Mean hours of peristaltic sound in experimental group was 45.1333, mean hours of passing of gas in experimental group was 54.33333, mean hours of defecation in experimental group was 81.4333
Objective 3: To findout the difference in the level of bowel motility between experimental and control group.
Mean difference of peristaltic sound in experimental and control group was 10.26667, mean difference of passing of gas in experimental and control group was 10.66667, mean difference of defecation in experimental and control group was 17.23333
Objective 4: To associate the relationship between the level of bowel motility and selected demographic variables among clients undergone major abdominal surgery.
Regarding the association between the age, operative diagnosis,, duration of surgery, time of ambulation, previous bowel habits and the peristaltic movement shows significant sssociation. Sex, type of surgery and peristaltic movement shows no significant association between them.
CONCLUSION
The following conclusions were drawn from the study,
Chewing gum after major abdominal surgery is a simple and effective method to treat postoperative paralytic ileus. Chewing gum aids early recovery from postoperative paralytic ileus and is an inexpensive, simple, effective and physiologic measure for promoting the bowel function. Gum chewing should added as an adjuant treatment in postoperative care because it might contribute to hasten the return of gastrointestinal function after abdominal surgery. Therefore nurses working in postoperative war should encourage clients to chew chewing gum after major abdominal surgery.
IMPLICATIONS
The implications of the findings had been discussed in relation to nursing service, nursing education, nursing administration and nursing research.
Implication of nursing practice
Chewing gum can reduce the occurrence of postoperative paralytic ileus. Nurse can use this therapy as a effective measure to treat postoperative paralytic ileus.
Administration of chewing gum can proived mouth freshness to the postoperative clients.
Chewing gum can reduces the mental stress and provides relaxation to the postoperative clients.
Chewing gum serves as a divertional activity too.
Implications of nursing research
Study will be the valuable reference and pathway for further researchers.
The findings of the study would help to expand the scientific body of professionl knowledge upon which further research can be conducted.
Administration of chewing gum may be studied more significantly and used specific nursing intervention.
Implications of nursing education
The results of the study was used as illustration to students by their nursing teachers.

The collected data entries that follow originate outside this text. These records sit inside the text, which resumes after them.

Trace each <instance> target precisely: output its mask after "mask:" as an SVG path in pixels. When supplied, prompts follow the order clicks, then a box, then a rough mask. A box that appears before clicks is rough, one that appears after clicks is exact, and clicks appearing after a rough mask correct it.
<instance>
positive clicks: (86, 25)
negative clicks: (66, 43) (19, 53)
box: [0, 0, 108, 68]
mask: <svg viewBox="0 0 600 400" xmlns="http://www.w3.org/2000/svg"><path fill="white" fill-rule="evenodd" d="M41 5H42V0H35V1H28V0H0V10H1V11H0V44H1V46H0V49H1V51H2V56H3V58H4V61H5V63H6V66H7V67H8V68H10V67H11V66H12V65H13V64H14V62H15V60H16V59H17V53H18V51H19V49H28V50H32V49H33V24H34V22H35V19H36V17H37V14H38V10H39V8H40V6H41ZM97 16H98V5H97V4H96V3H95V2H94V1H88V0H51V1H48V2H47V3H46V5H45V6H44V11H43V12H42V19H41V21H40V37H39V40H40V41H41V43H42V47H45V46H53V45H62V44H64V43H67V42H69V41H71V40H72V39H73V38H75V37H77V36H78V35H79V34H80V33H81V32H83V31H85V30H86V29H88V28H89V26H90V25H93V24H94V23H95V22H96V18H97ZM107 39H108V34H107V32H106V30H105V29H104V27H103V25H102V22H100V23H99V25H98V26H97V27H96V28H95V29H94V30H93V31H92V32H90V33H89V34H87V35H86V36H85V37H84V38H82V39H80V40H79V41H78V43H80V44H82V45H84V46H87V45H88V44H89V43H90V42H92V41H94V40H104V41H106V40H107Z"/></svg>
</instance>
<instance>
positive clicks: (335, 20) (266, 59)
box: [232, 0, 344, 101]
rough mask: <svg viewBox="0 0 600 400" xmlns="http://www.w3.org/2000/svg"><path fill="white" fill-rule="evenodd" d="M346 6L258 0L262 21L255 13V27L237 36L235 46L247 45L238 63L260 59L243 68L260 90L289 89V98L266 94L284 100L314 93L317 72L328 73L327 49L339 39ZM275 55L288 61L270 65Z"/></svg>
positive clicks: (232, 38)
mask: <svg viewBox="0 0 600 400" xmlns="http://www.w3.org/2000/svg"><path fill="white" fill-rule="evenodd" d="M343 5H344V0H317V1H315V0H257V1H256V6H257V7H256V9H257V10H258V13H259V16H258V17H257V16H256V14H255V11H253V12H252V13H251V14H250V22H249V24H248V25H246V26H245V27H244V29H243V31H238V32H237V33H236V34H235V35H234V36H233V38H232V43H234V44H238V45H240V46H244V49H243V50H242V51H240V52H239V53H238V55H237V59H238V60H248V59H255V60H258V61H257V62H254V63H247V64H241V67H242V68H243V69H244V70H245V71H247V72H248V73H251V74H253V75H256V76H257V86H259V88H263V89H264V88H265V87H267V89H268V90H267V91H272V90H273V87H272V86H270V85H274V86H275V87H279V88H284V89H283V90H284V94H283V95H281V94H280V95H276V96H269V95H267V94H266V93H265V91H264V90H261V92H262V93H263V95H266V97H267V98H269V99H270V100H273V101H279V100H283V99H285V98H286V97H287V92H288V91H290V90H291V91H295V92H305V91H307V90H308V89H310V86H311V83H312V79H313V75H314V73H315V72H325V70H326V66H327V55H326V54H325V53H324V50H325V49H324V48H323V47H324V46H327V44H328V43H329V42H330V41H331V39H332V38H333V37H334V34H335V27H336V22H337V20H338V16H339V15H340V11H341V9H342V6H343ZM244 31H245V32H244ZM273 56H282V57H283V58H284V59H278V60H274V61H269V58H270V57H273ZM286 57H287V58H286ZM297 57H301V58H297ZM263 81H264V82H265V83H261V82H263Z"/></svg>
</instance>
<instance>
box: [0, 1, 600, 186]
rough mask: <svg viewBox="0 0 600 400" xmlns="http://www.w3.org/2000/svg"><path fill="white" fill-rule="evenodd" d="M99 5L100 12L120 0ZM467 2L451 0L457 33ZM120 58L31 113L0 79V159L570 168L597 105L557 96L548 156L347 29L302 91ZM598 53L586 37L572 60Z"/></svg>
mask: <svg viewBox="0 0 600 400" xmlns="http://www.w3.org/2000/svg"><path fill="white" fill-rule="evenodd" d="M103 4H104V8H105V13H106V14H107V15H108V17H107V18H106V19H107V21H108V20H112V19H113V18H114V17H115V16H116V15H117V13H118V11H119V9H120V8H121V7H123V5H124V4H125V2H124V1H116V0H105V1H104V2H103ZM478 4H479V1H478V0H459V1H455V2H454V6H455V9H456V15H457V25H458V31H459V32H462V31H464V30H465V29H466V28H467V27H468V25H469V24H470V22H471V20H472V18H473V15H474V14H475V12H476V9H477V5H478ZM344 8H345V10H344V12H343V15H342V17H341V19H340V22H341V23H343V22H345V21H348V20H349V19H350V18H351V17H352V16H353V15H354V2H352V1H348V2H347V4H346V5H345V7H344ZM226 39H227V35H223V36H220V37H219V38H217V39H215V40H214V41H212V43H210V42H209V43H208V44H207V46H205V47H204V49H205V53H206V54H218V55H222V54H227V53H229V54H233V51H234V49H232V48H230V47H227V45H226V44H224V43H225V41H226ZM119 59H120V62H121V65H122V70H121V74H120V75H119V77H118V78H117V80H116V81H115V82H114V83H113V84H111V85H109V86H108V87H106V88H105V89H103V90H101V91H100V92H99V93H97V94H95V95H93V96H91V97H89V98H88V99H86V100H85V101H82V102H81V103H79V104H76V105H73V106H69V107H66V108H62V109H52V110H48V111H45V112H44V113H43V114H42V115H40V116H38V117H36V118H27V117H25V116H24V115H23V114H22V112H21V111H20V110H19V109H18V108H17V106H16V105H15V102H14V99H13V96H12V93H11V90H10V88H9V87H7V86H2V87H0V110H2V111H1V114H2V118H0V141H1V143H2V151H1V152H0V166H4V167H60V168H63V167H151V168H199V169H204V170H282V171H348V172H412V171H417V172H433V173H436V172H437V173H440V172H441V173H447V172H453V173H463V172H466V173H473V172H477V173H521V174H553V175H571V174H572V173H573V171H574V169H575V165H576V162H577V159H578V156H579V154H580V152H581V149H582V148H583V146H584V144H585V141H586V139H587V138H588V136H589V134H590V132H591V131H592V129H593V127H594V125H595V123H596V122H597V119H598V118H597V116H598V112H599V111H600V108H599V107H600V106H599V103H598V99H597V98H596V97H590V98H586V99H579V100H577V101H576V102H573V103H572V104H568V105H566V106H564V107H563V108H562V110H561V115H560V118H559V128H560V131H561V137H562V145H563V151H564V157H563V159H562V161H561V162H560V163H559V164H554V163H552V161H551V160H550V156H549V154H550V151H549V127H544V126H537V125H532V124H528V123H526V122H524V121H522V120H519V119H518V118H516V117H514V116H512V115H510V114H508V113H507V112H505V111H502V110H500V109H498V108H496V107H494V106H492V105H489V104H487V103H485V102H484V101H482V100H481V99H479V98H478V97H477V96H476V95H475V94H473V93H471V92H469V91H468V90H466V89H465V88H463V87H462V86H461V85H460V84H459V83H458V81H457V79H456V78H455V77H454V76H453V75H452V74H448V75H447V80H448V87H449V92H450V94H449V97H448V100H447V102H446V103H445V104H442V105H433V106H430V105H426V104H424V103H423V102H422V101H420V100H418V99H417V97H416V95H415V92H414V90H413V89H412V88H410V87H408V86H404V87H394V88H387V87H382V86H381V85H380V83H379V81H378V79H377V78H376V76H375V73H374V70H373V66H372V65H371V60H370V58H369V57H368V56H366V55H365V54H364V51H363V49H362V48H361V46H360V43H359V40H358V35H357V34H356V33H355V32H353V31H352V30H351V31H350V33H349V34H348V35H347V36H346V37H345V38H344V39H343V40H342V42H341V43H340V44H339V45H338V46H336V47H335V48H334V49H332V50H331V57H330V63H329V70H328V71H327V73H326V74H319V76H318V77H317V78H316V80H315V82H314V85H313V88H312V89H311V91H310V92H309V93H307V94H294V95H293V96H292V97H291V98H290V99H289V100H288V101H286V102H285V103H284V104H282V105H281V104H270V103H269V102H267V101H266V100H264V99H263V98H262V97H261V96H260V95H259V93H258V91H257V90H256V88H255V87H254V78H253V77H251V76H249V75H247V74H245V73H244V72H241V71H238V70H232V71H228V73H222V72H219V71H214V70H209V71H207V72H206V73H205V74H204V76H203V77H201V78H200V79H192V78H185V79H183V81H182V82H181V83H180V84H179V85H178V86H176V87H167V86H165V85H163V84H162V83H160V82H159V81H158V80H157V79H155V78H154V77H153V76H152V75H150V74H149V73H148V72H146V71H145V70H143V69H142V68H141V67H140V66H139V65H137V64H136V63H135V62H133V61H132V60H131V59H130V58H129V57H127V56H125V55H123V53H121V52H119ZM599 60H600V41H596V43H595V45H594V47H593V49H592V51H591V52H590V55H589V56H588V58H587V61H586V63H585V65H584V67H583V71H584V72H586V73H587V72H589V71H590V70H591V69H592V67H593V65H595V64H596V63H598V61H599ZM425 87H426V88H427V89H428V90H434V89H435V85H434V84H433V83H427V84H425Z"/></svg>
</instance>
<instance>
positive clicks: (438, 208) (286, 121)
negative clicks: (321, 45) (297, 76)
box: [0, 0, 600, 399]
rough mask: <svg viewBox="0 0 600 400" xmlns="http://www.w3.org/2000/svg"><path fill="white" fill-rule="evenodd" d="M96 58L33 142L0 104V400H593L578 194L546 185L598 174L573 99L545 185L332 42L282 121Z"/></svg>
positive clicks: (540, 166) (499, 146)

It help nursing students to plan and organize the nursing intervention to prevent the postoperative paralytic ileus with complementry therapies.
Periodic conference, seminars, and soymposiun can arranged regarding alternative and complementry therapies to make nursing professional competent to meet the every changing needs of the society.
Implications of nursing administration
The nurse administrator should take more responsibility to implement a protocol of chewing gum therapy/alternative therapies as to prevent postoperative paralytic ileus.
Administrator should motivate the staff for effective increasing the bowel motility which should help in faster recovery, preventing complications and there by provide cost effective care to the clients.
The nurse administrator should organize in service education about complementry and alternative therpies and adequate reading material to refresh their knowledge and get acquainted with newer techniques.
LIMITATION
The study had following limitations,
Random selection was not done.
Blinding could have avoided investigator bias.
Study was limited to only laporotomy surgery.
Study was done on limited sample.
Experience level of investigator.
Assessment for findings was done only 4th hourly.
RECOMMANDATIONS
A similar study may be repeated for more generalization of finding.
A similar study can be done on large sample.
Study can be repeated in different setting to strengthen the finding.
A longer period of intervention can be studied for more reliability effectiveness.